Pour Serigne A. Sall, il y a une spécificité que les gouvernants, de Senghor jusqu’à Macky Sall, ont trouvé une ville où le Khalife général confectionne la liste pour les élections. «C’est une ville au Sénégal où n’existe ni débit de boisson alcoolisée et ni usage du tabac», a souligné Serigne Abo Sall, insistant sur la dimension religieuse de Touba.
Il déclare que tous ceux qui s’agitent autour de cette question devraient savoir qu’il s’agit de l’intérêt de l’Etat de tenir compte de cette spécificité, pour formaliser le statut spécial.
Le guide religieux juge que ce statut se manifesterait par le fait que Touba puisse avoir des ressources extra budgétaires pour financer son développement et ses revenus. Sall suggère que ces revenus pouvant être une taxe appelée «adiya» que versent tous les pèlerins qui se rendent à Touba à l’occasion du grand «Magal».
«Il faudrait également envisager cette donation «adiya» en mettant en place des dispositions sur le plan fiscal qui permettront aux entreprises qui voudraient faire des actions sociales de s’y mettre», a conseillé Serigne Abo Sall.
Il ajoute : «Une telle mesure devra s’accompagner de la mise en place d’une structure agréée, capable de collecter ces fonds et de l’affecter dans des investissements sociaux». Ils tournent autour de la construction d’écoles ou d’hôpitaux.
SPECIFICITE
L’autre spécificité de Touba, analyse le guide, c’est la ville où toutes les directives, les initiatives et toutes les orientations, émanent de l’institution du Kahlifat. «Le khalife incarne Cheikh Ahmadou Bamba. L’administration coloniale de l’époque ayant compris cela, avait même conféré un statut spécial à Touba en attribuant un titre foncier au fils aîné Serigne Moustapha », a rappelé Serigne Abo Sall.

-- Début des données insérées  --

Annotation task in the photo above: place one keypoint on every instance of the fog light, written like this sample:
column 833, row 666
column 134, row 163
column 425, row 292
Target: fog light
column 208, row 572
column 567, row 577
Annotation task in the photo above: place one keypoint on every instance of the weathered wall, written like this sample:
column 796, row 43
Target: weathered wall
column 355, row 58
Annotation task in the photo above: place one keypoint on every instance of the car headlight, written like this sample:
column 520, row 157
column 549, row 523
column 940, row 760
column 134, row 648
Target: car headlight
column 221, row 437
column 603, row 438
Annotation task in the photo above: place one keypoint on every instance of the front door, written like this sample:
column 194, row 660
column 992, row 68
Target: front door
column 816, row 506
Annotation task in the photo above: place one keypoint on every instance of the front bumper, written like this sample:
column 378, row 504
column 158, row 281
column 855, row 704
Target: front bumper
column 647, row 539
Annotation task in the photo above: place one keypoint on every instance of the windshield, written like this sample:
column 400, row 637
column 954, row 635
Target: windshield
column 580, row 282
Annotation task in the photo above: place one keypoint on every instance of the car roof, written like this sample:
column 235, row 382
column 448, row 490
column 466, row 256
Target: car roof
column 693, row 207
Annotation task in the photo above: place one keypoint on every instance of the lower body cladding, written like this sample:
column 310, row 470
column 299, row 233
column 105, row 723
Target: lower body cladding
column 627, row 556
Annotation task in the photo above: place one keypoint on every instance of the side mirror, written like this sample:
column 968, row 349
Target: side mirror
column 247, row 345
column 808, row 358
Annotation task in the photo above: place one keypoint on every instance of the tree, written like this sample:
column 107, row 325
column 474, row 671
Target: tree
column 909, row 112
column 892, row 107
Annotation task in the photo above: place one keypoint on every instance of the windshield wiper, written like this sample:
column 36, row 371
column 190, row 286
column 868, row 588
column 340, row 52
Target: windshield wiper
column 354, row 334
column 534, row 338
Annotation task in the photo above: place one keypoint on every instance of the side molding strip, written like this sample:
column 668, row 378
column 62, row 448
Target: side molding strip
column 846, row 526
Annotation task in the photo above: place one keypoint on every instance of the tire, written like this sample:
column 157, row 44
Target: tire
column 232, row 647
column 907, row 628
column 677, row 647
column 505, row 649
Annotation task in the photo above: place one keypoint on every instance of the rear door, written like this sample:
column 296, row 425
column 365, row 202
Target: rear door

Dans la foulée, il précise que le statut spécial ne devrait pas aussi traduire que Touba ne fait pas partie du Sénégal. «Le citoyen de Touba est régi par les même règles de la République du Sénégal. Dans beaucoup de pays, il existe des cas similaires», affirme Sall.
A son avis, cette spécificité prendra mieux en compte certaines réalités qui ne sont pas seulement d’esprit religieux.
A la question de savoir si cela aura un effet entraînant dans les autres cités religieuses, Serigne Abo reconnaît l’existence de ce risque. Mais, il demande que cela soit encadré par l’Etat. Sur les modalités, le khalife peut faire des propositions. Ce, dit-il, en ayant à l’esprit trois domaines sensibles : éducation, financement et infrastructures. «Rien n’empêche à l’Etat de prendre les mesures idoines pour trouver une solution à cette question», lance le guide religieux.
Il évoque Serigne Abdou Lahat qui a voulu instaurer à Touba des mesures de lutte contre l’alcool et le tabagisme et qui s’est appuyé sur les forces de la police et de la gendarmerie, pour assainir la cité qui était devenue un repère de malfrats.
«Le khalife ne songe pas un seul instant qu’il faille ne pas respecter la loi», assure S. A. Sall, ajoutant que «le marabout est le gardien d’un héritage, d’une tradition qu’il n’entend pas remettre en cause».
«Le président Macky Sall est un homme pondéré qui prendra le temps de réfléchir sur cette question», lance Serigne Abo Sall.